The Jews exert a “wicked web of control and exploitation” through their ownership of banks, insurance companies and stock exchanges, he claims.
He compares Jews to parasites, calls the Holocaust “Divine punishment” and foresees the “total extermination” of Jews at the hands of Muslims.
“Let us say some young, impressionable extremists in Canada were to read that,” said Bernie Farber, executive director of the Canadian Jewish Congress and a court-recognized expert on hate literature.
“Who am I or you to say that they’re not going to take the actions suggested in these writings? It’s pernicious and it’s potentially very dangerous.”

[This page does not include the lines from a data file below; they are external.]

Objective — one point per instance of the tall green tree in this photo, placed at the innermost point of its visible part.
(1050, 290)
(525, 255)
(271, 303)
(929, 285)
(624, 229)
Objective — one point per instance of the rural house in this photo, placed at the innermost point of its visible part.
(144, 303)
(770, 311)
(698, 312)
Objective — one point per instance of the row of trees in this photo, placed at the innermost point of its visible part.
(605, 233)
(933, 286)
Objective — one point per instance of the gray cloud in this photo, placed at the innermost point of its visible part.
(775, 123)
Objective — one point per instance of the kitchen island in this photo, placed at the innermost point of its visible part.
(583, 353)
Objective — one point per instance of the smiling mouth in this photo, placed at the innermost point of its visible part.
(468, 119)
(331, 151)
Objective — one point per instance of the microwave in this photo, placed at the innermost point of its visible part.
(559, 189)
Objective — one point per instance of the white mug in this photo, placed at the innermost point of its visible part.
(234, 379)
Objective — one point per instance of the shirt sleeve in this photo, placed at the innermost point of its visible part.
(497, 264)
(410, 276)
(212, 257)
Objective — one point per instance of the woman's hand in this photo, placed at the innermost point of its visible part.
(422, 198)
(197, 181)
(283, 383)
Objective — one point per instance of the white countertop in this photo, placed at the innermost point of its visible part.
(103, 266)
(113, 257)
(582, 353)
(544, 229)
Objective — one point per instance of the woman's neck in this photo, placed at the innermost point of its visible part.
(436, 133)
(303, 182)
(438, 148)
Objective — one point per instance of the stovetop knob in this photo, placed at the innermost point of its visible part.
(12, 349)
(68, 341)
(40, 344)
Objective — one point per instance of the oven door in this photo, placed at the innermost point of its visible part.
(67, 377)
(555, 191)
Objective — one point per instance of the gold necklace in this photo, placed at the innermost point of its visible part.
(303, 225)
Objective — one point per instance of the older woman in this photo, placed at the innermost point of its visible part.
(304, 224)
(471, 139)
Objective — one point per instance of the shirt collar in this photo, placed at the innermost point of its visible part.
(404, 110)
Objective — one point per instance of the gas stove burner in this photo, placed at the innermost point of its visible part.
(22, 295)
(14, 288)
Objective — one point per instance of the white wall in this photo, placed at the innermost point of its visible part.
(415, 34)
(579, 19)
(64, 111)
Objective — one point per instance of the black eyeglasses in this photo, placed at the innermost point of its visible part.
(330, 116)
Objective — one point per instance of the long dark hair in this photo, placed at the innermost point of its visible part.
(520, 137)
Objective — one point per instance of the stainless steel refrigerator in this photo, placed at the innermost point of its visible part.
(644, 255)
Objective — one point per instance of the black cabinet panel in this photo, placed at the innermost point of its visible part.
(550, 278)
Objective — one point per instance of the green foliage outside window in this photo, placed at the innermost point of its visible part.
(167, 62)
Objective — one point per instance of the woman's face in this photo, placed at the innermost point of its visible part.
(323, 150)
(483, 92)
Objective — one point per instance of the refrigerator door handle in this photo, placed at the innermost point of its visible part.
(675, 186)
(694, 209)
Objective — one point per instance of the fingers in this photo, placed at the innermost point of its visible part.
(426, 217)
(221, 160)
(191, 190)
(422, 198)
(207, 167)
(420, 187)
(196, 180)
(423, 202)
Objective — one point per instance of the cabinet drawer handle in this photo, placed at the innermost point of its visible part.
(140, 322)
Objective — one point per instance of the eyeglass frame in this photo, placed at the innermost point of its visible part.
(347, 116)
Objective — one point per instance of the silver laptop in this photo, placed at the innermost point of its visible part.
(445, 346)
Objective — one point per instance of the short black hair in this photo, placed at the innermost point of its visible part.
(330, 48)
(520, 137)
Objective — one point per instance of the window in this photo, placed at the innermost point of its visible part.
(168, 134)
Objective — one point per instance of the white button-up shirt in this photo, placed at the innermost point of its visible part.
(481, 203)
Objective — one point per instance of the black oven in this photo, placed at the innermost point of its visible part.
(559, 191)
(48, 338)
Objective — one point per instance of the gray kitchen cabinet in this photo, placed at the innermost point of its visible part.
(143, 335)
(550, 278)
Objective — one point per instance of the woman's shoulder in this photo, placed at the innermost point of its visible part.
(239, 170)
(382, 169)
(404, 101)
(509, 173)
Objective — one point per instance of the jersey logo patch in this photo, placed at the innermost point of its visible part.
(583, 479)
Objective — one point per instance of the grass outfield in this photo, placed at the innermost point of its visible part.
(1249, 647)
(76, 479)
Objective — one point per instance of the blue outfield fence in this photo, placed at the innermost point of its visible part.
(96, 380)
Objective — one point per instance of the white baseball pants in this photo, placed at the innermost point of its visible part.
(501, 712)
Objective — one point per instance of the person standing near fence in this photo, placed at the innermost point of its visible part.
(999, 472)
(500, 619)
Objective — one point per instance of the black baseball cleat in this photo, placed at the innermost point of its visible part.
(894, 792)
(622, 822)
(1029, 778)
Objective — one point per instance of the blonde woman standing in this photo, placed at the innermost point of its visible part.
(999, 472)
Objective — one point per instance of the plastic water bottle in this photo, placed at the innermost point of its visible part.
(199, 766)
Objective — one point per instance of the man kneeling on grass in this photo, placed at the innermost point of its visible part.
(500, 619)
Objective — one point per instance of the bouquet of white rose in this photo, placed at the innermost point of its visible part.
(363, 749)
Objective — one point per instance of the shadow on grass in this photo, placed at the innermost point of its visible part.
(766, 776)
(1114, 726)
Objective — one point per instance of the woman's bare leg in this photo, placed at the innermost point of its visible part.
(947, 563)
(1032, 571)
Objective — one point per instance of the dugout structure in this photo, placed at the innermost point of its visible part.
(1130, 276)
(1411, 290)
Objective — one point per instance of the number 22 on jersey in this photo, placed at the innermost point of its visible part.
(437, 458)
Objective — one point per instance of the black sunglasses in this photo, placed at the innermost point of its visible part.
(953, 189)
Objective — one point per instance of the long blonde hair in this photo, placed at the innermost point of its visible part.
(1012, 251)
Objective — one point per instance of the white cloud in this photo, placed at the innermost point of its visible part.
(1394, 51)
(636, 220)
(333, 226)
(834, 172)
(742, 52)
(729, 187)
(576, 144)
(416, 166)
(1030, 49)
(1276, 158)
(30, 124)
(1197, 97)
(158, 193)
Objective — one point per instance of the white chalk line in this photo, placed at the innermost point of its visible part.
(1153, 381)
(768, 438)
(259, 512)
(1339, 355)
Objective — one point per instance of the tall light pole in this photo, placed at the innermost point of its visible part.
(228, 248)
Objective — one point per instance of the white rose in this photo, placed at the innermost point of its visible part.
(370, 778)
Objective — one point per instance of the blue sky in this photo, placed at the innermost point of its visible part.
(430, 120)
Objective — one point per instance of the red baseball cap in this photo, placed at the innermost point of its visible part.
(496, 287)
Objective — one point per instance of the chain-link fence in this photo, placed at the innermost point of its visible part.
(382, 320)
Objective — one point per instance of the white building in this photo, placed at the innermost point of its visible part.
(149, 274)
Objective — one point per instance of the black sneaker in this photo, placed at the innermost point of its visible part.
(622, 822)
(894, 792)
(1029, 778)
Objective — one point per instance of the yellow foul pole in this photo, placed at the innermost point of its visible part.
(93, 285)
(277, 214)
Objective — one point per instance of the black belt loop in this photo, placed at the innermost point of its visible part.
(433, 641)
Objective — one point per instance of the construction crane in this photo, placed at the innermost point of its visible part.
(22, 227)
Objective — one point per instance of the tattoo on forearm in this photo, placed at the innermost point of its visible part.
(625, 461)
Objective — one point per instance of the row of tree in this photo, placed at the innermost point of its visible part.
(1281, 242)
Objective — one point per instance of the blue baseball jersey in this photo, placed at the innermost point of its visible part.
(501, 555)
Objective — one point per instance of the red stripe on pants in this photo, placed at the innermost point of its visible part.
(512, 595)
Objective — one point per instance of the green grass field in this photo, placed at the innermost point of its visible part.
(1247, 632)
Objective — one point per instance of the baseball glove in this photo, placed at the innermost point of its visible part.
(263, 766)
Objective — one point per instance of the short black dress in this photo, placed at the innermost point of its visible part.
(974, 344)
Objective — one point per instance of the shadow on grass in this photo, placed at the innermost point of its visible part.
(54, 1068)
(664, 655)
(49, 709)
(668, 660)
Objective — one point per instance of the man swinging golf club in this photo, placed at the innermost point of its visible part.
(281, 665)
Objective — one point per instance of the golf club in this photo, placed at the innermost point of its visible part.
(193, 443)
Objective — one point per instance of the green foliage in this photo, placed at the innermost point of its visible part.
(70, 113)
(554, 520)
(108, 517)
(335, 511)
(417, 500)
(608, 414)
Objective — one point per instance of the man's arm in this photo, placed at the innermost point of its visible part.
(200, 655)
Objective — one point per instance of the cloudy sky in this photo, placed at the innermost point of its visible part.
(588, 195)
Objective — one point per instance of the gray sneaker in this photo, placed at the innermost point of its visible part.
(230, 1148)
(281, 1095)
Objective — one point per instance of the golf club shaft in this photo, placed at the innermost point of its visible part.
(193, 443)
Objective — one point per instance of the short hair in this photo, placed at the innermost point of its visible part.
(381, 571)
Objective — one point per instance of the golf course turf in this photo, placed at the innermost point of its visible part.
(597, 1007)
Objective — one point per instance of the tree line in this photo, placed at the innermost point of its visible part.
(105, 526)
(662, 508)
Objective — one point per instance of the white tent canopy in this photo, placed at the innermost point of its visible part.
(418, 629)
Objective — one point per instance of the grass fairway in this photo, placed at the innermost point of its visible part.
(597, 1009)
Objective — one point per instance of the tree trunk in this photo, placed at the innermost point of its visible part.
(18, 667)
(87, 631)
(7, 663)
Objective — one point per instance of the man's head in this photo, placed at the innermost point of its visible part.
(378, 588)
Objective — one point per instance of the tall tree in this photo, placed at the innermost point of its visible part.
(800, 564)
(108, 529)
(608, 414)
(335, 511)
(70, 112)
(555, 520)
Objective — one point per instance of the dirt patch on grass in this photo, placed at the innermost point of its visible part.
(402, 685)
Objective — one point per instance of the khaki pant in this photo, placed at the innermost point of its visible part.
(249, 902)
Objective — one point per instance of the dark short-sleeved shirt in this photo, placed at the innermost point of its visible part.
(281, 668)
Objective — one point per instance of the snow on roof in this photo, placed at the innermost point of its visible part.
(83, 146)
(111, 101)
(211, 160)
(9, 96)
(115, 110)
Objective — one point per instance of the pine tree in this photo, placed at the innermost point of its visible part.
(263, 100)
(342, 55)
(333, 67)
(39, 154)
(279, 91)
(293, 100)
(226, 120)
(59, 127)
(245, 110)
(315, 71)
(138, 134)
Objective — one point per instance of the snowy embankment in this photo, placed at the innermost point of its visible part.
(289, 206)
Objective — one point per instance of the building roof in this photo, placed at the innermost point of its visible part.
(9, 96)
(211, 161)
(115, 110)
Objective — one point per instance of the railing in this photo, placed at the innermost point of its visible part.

Read passages of Dr. Ahmad’s writings, Mr. Farber called it “anti-Semitic garbage” that he said “adds to the concerns that we’ve been expressing for years, that anti-Semitism that is injected into the minds of young people here in Canada can potentially have very dangerous effects.”
A 43-year-old school bus driver known for his fiery sermons, Mr. Jamal had been under scrutiny by the Canadian Security Intelligence Service for the past two years, his wife said in a posting on her blog.
“We knew they were asking our friends and their parents about us, even telling them that Abdul Qayyum was recruiting teens for jihad, but everyone knew this was untrue,” she said.
“We knew they were tapping our phones and watching our every move.”
Liberal MP Wajid Khan has said he once heard Mr. Jamal claim that Canadian troops were only in Afghanistan “to rape Muslim women.”
Mr. Jamal’s exact role in the group accused of plotting to detonate truck bombs in downtown Toronto and behead hostages on Parliament Hill until Canada withdrew from Afghanistan and released Muslim prisoners has not yet been disclosed.
But he has been charged with three counts under the Anti-terrorism Act: participating in a terrorist group, training for terrorism and intent to cause an explosion.
His bail hearing is scheduled to resume this month.